Evidence of a treatable endocrinopathy in infertile men.
Academic Article
Overview
abstract
PURPOSE: We establish whether a subset of infertile men have decreased serum testosterone-to-estradiol ratios and whether this condition can be corrected with an oral aromatase inhibitor. MATERIALS AND METHODS: The serum testosterone-to-estradiol ratios of 63 men with severe male factor infertility or hypergonadotropic hypogonadism (mean follicle-stimulating hormone 21.2 +/- 1.8) were compared with those of an age matched, fertile, control reference group. Of the 63 men 43 were azoospermic with biopsy proved severe male infertility and 20 were oligospermic. The men with the lowest ratios (less than 20th percentile) were treated with 50 to 100 mg of the aromatase inhibitor testolactone orally twice daily.

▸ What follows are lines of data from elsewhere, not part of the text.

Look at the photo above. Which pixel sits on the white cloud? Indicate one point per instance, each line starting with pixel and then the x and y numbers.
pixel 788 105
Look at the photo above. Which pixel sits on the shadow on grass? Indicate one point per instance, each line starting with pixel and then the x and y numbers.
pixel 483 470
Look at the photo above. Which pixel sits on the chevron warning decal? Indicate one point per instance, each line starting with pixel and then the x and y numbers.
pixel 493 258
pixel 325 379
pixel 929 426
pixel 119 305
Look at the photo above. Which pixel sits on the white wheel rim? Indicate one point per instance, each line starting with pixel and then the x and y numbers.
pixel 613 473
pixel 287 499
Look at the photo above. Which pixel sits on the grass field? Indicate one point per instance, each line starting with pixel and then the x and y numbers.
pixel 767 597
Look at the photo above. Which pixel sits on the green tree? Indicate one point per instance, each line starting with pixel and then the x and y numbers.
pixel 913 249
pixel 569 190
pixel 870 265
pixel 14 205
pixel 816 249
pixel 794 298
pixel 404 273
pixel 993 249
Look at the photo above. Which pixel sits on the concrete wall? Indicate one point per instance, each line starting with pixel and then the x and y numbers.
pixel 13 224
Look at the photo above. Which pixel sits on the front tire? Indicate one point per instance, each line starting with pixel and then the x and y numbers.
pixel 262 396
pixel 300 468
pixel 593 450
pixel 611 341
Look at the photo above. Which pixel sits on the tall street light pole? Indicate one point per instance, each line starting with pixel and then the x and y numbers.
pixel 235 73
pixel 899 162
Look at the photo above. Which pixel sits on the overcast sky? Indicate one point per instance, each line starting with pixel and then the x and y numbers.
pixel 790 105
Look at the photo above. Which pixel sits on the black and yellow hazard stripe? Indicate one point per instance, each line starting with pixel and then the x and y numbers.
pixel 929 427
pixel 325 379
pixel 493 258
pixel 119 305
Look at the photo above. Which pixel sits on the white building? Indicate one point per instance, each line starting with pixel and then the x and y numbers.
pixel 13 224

Testosterone-to-estradiol ratios and semen analyses were evaluated during testolactone therapy. RESULTS: Men with severe male infertility had significantly lower testosterone (328 versus 543 ng/dl, p <0.01) and higher estradiol (58.4 versus 43.5 ng/l, p = 0.01) than fertile control reference subjects, resulting in a decreased testosterone-to-estradiol ratio (x10(-1) = 6.9 +/- 0.6 versus 14.5 +/- 1.2, respectively, p <0.01). Of the 45 men treated with testolactone a correction of these abnormalities was seen and ratios (x10(-1)) increased into the normal range (5.0 +/- 0.3 to 12.7 +/- 1.2, p <0.01). Semen analyses were considered evaluable only in men with sperm in the ejaculate before aromatase inhibitor treatment. Semen analyses before and during testolactone treatment revealed significant increases in sperm concentration (16.1 to 28.9 million sperm per ml, p = 0.03) and motility (27.1% to 45.3%, p <0.01) in 12 oligospermic men. CONCLUSIONS: We identified an endocrinopathy in men with severe male factor infertility that is characterized by a decreased serum testosterone-to-estradiol ratio. This ratio can be corrected by aromatase inhibition, resulting in a significant improvement in semen parameters in oligospermic patients.